Comment à la requête et prière de madame Jeanne de Valois, sœur du roi de France et mère du comte de Hainaut, les deux rois firent traité de paix.


Ce siége de devant la cité de Tournay dura assez longuement, onze semaines trois jours moins : si pouvez bien croire et savoir qu’il y eut fait plusieurs escarmouches et paletis, tant à assaillir la cité comme ès chevauchées des compagnons bacheleureux l’un sur l’autre. Mais dedans la cité de Tournay avoit très bonne et sage chevalerie, envoyée en garnison de par le roi de France, si comme dessus est dit, qui tellement ensoignèrent et pensèrent que nul dommage ne s’y prit. Or n’est rien, si comme on dit, qui ne prenne fin.
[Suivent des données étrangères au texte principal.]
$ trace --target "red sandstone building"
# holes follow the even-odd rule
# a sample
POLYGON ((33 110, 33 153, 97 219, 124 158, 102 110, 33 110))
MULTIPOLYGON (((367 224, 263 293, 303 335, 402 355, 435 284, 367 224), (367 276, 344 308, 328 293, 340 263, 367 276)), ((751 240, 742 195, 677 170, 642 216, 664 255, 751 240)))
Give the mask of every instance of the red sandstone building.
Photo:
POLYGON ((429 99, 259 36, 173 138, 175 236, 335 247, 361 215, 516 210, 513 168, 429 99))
On doit savoir que ce siége pendant, madame Jeanne de Valois, sœur au roi de France et mère au comte Guillaume de Hainaut, travailloit durement d’un ost en l’autre, afin que paix ou répit fût entre ces parties, par quoi on se départit sans bataille. Car la bonne dame véoit là de deux côtés toute la fleur et l’honneur de la chevalerie du monde : si eût vu trop ennuis, pour les grands périls qui en pouvoient venir, que bataille fut adressée entre eux. Et par plusieurs fois la bonne dame étoit chue aux pieds du roi de France son frère, en lui priant que répit ou traité d’accord fût pris entre lui et le roi anglois. Et quand la bonne dame avoit travaillé à ceux de France, elle s’en venoit à ceux de l’Empire, espécialement au duc de Brabant et au marquis de Juliers son fils qui avoit eu sa fille[1], et à messire Jean de Hainaut, et leur prioit que pour Dieu et pour pitié, ils voulsissent entendre à aucun traité d’accord, et avoier le roi d’Angleterre à ce qu’il y voulsit descendre.

Tant alla et tant procura la bonne dame entre ces seigneurs, avec l’aide et le conseil d’un gentil chevalier et sage, qui étoit moult bien de toutes les parties, qui s’appeloit messire Louis d’Angimont, que une journée de traiter fût accordée à lendemain, là où chacune des parties devoit envoyer quatre personnes suffisans pour traiter toutes bonnes voies pour accorder les dites parties, s’il plaisoit à Dieu, et souffrance

  1. Le marquis de Juliers avait épousé Jeanne de Hainaut, fille de la comtesse, laquelle Jeanne était morte en 1337.